Runner Configuration Backup

# Backup Runner configuration
cp /srv/gitlab-runner/config/config.toml ~/gitlab-runner-backup/

# Re-register Runner (if configuration is lost)
docker run --rm -v /srv/gitlab-runner/config:/etc/gitlab-runner \
  gitlab/gitlab-runner:latest \
  register \
  --token "YOUR_REGISTRATION_TOKEN" \
  --executor "docker" \
  --docker-image "docker:latest"

Troubleshooting

Issue 1: Runner Status Shows “Online” But Jobs Won’t Run

# Check Runner logs
docker logs gitlab-runner

# Common causes:
# 1. Runner tags don't match job requirements
# 2. Project hasn't enabled the Runner
# 3. Docker permission issues

# Solution:
# Ensure Runner tags match the rules/tags in .gitlab-ci.yml
# In GitLab, verify: Settings > CI/CD > Runners > Confirm Runner is linked to project

Issue 2: Docker-in-Docker Build Fails

# Check Docker socket mount
docker inspect gitlab-runner | grep -A 5 "Mounts"

# Ensure privileged mode is enabled
# In config.toml confirm:
# [runners.docker]
#   privileged = true

# If OOM issues, adjust Docker limits
docker run --memory=2g --cpus=2 --rm docker:latest info

Issue 3: SSH Connection Timeout During Deployment

# Test SSH connectivity
ssh -v -p 22 deploy@example.com

# Common issues:
# 1. Firewall blocking SSH port
# 2. Incorrect SSH key permissions
# 3. Conflicting entries in known_hosts

# Solutions:
chmod 600 ~/.ssh/id_rsa
ssh-keygen -R example.com  # Clear old host key

Hardware Recommendations

ScaleCPURAMDiskUse Case
Micro2 cores4GB40GB SSDPersonal projects, 1-2 Runners
Small4 cores8GB100GB SSDSmall team, 3-5 Runners
Medium8 cores16GB200GB SSDMedium team, 5-10 Runners
Large16+ cores32GB+500GB+ NVMeEnterprise, 10+ Runners

Summary

Self-hosting a GitLab CI/CD pipeline is a worthwhile investment that achieves a perfect balance between data sovereignty, cost, and flexibility.

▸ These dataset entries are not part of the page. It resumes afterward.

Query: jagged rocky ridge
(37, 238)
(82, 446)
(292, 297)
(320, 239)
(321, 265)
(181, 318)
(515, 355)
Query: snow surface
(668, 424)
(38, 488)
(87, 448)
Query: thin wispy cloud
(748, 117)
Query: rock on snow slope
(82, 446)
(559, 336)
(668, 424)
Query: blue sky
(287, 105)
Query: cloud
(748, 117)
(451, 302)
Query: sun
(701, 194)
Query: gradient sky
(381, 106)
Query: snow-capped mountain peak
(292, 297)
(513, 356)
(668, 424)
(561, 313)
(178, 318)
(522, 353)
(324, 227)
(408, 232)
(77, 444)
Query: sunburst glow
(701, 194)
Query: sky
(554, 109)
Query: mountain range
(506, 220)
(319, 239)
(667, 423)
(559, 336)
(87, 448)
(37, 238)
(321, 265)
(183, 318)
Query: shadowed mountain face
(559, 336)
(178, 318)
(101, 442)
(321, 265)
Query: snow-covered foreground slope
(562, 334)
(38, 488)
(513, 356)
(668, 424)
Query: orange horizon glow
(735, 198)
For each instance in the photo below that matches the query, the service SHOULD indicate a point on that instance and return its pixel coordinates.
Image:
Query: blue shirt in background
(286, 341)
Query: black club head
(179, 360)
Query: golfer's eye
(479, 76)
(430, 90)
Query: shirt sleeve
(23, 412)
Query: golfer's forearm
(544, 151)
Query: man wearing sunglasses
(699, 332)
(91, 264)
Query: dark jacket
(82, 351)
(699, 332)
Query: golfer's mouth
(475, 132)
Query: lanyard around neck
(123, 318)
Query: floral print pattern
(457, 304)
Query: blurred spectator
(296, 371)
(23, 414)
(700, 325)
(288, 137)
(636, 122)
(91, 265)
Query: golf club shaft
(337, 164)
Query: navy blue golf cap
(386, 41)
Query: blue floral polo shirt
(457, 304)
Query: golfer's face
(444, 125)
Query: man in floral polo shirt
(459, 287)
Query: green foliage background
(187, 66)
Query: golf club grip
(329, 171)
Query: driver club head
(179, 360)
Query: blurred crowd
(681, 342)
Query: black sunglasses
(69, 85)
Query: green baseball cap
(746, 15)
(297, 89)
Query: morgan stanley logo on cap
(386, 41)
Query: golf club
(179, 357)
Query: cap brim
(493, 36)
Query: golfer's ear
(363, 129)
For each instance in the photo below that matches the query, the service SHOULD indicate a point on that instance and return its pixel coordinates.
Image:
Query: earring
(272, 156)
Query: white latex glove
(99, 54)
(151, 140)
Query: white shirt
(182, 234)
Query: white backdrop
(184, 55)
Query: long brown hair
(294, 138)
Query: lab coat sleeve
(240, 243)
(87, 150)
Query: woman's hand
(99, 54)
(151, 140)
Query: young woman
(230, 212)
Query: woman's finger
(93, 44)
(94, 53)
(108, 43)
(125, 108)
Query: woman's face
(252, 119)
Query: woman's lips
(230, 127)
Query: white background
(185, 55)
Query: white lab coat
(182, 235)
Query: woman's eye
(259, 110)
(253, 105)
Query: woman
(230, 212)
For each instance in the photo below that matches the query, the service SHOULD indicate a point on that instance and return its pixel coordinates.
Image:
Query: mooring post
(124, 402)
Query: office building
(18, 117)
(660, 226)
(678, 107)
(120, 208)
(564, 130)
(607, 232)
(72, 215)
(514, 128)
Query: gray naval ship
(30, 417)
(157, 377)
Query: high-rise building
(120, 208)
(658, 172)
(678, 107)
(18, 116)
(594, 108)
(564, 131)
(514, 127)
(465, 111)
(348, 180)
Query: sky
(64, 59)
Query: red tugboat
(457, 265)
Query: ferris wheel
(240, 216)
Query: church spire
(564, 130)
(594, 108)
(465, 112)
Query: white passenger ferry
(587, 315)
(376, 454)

The key steps are:

  1. Deploy GitLab Server — Simplify installation with Docker Compose
  2. Configure Runners — Choose the right Executor mode for your needs
  3. Write CI/CD Configurations — Leverage stages, rules, and caching to optimize pipelines
  4. Strengthen Security — Manage keys and access controls properly
  5. Continuously Optimize — Adjust resource allocation based on project demands

With proper architecture design and best practices, you can run a fully functional, secure, and reliable CI/CD platform on your own VPS — matching the capabilities of GitHub Actions and GitLab.com.